BRUSSELS (Reuters) - Summits are usually a chance for European Union leaders to discuss problems and try to strengthen their union. But after two days of talks in Brussels, the only issue they could agree on is the very one that’s a symbol of disunity: Brexit.
Ironically, on the question of actually adding two more member states, North Macedonia and Albania, the leaders bickered and agreed to disagree.
They made no headway on setting the bloc’s next long-term budget, and failed to set tougher climate targets ahead of December’s U.N. global conference on climate change in Chile.
While several leaders celebrated the unity that the 27 member states had maintained during the tortuous talks with Britain, their lack of summit achievements reflects strains and mistrust between them on a host of issues.
“The EU faces many very difficult choices,” said Guntram Wolff, director of the Brussels-based Bruegel think tank. “One of the core problems is that on many issues France and Germany do not see eye to eye.”
“I expect that differences on key strategic issues will be overcome when the need is overwhelming. This way of operating is not optimal but the only way the EU advances at this stage.”
For British Prime Minister Boris Johnson, the summit was a win. On Thursday he clinched a deal that clears the way for Britain to leave the bloc on Oct. 31, and flew back to London where he now needs parliamentary backing for the agreement.
Yet once the leader of the EU’s most troublesome nation was out of the way, the real divisions began.
Those who remained debated into the early hours of Friday whether to give the go-ahead to Albania and North Macedonia to begin talks on joining the club.
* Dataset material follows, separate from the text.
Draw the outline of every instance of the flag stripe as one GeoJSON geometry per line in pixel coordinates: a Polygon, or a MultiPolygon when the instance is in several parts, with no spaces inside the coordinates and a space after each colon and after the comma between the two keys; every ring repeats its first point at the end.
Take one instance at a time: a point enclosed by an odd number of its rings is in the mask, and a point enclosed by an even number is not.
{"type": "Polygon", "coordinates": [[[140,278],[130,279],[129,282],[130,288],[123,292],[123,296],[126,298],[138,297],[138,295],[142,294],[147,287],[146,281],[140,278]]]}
While most agree that the two Western Balkans countries have done enough to justify the opening of what are know as accession talks, France refused to approve it for North Macedonia and led a group of three who blocked it for Albania.
French President Emmanuel Macron said neither membership bid could progress until the EU changes how and when candidates are vetted on meeting the accession targets, which range from economic policy to human rights and the rule of law.
Since issues like enlargement require unanimity among member states, Macron’s unbending opposition scuppered any agreement.
That sent a chilling message not only to North Macedonia and Albania, but four others in the region - Bosnia, Kosovo, Montenegro and Serbia - who have long held out the hope of joining the bloc and putting behind them the ethnic divisions that fueled the Balkans’ wars of the 1990s.
At the end of the summit, European Council President Donald Tusk, who chairs EU summits, was apologetic to Tirana and Skopje, telling them it wasn’t their fault that they hadn’t received a green light.
“I would like to send a message to our Macedonian and Albanian friends: ‘Please, do not give up,’” he said, adding that the EU would return to enlargement next May.
For Tusk and European Commission President Jean-Claude Juncker, on the podium beside him, it brought the summit to a close with a whimper. It is their last gathering after five years at the EU helm, a period in which Brexit has dominated the agenda and little progress has been made elsewhere.
After the failure of the Balkans’ debate, and a cautious statement on Turkey’s incursion into Syria, the summit’s discussions on Friday - covering climate change, the long-term budget and the goals of the next commission - were wrapped up in a few hours, with no significant developments.
Despite the unity that Brexit has brought among the 27, fissures and discontent are appearing, posing questions for the future of a club struggling for answers to euroskepticism, frail economic growth and resurgent global powers China and Russia.
Already the next Commission, the executive that will soon be headed by Germany’s Ursula von der Leyen, has come in for criticism, with the European Parliament opposing three of its nominees and von der Leyen herself at odds with some EU leaders.
Her Commission faces a welter of issues, all divisive, from migration and climate policy to justice and the rule of law.
As Britain leaves the EU stage, countries in east Europe, in particular Poland and Hungary, are looking to make their size and importance felt. Their more right-leaning politics and opposition to a shared migration policy puts them on a collision course with Brussels and member states like France.
And all the while the European Parliament, which regards itself as the only truly representative body among the EU’s institutions, is pushing for its powers to be more fully recognized. Yet the assembly itself is more fragmented and polarized disunited after elections in May.